Solved

Best way to find duplicate message in database

Posted on 2014-03-10
7
27 Views
Last Modified: 2016-05-18
Hi,

I need to check if a similar message already exist in the database before inserting new record/message.

What's the fastest way to do so ?

also keep in mind I don't have to check exact same copy by similar record I mean two text which are over 90% identical.

Thanks in advance
0
Comment
Question by:anamarif
7 Comments
 
LVL 142

Expert Comment

by:Guy Hengel [angelIII / a3]
ID: 39917943
it really depends on what you (want to) consider as "duplicate/similar"
please clarify this, as that is the key to whatever solution you want to apply.
0
 

Author Comment

by:anamarif
ID: 39918019
What I consider similar depends on what's lightweight to server, I am not very strict here to go through all complex algorithims to detect similarities.
0
 
LVL 34

Accepted Solution

by:
gr8gonzo earned 500 total points
ID: 39918167
1. You shouldn't try to figure out an algorithm based on "what's lightweight" - you might find an algorithm that does something lightweight but it almost never works, so you just added another unnecessary straw to the camel's back and wasted coding time.

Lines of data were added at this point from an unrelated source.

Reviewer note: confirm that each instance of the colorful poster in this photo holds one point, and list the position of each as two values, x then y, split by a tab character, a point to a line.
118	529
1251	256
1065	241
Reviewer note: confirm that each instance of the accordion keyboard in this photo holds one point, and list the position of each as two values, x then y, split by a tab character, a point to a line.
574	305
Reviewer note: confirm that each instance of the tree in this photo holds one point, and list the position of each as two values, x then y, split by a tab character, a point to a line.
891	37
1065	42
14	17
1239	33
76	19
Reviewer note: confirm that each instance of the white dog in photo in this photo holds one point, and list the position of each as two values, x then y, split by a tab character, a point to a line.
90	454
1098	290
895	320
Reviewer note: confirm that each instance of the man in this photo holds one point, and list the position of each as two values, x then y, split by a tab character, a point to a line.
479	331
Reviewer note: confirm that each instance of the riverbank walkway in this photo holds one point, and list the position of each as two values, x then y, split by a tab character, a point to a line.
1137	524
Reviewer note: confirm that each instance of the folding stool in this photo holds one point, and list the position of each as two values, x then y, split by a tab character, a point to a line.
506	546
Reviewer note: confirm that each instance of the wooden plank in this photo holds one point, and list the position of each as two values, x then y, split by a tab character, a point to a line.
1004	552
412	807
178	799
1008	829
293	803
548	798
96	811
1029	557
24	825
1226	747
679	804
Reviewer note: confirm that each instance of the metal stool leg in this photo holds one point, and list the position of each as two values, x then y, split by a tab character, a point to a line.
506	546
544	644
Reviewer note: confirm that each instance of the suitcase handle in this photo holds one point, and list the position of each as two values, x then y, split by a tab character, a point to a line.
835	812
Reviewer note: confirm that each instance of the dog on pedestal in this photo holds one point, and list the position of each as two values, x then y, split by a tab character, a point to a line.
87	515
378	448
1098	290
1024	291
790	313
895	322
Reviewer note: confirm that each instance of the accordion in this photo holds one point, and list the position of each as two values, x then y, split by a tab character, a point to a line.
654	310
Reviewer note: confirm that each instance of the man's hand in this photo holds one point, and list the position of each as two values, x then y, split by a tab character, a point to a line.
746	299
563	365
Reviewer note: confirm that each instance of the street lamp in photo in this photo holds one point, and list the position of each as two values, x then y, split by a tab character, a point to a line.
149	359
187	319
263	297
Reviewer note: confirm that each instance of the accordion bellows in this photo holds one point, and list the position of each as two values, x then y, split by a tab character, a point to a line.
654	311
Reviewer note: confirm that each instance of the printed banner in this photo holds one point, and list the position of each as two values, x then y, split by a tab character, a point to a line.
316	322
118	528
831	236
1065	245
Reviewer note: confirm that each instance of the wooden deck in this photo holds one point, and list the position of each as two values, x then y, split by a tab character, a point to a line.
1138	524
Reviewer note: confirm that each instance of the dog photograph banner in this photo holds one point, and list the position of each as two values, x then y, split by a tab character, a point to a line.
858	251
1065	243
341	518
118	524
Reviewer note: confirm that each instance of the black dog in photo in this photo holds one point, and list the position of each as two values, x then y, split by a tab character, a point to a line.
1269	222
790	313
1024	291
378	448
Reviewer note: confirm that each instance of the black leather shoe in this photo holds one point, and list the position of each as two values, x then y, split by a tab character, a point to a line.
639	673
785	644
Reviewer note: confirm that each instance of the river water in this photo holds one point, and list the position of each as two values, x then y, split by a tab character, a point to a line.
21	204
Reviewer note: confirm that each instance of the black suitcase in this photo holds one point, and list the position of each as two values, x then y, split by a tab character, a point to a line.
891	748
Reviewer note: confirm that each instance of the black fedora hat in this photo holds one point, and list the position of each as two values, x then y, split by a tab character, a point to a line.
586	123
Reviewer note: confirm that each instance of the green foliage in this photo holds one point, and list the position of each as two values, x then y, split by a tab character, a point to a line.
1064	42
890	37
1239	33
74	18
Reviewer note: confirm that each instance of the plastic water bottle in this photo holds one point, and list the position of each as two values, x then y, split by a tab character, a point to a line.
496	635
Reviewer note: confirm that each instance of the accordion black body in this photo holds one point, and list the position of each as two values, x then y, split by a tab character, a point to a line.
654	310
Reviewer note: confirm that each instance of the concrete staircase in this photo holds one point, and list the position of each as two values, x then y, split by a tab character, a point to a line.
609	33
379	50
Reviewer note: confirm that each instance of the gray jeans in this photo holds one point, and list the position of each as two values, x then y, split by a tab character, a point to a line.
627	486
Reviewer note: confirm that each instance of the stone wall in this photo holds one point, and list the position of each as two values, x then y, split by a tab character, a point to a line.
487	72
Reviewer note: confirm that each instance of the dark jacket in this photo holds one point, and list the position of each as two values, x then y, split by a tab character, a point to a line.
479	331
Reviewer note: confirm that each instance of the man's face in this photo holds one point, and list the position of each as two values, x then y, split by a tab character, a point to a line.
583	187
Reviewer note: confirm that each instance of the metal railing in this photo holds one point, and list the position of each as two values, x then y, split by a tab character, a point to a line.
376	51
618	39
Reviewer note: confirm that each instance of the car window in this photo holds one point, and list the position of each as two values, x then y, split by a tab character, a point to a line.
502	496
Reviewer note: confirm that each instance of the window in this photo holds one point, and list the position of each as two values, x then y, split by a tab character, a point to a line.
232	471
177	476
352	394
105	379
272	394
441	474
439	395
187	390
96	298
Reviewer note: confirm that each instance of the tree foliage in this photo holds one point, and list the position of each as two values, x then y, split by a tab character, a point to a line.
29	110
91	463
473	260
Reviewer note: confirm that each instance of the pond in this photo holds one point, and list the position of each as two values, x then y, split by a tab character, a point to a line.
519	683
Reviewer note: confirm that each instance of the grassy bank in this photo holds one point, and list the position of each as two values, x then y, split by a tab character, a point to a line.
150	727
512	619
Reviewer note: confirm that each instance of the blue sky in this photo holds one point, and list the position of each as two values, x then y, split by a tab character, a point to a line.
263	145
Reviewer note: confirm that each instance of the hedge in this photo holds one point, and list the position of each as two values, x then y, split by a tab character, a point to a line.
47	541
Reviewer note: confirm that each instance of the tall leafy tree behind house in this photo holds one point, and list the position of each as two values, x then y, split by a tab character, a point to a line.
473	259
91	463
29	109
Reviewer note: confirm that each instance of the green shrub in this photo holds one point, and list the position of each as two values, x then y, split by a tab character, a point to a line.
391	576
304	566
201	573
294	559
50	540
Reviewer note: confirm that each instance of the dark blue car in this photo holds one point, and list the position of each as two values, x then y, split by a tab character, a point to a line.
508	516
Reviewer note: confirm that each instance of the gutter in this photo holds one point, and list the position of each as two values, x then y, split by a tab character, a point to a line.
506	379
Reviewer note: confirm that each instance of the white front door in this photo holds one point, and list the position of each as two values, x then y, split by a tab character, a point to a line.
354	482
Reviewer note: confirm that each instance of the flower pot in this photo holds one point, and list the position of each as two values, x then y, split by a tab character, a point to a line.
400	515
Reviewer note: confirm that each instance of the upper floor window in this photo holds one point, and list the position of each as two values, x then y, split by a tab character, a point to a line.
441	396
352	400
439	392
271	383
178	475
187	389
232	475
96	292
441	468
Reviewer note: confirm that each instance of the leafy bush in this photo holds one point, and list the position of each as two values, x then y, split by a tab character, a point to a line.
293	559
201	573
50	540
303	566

You should know upfront how similar two messages should be before they can be considered duplicates, and whether or not certain data can be excluded. For example, I could send two identical email messages to someone back to back and they would still be different because of the email headers (date/times, etc...).

2. You might also have two messages that are identical except for numbers ("Deposit $100000 into my account" and "Deposit $1" into my account"), so are those going to be duplicates or do numbers count?

3. When all you are analyzing is comprised of words, I typically approach it with a metaphone and a hash.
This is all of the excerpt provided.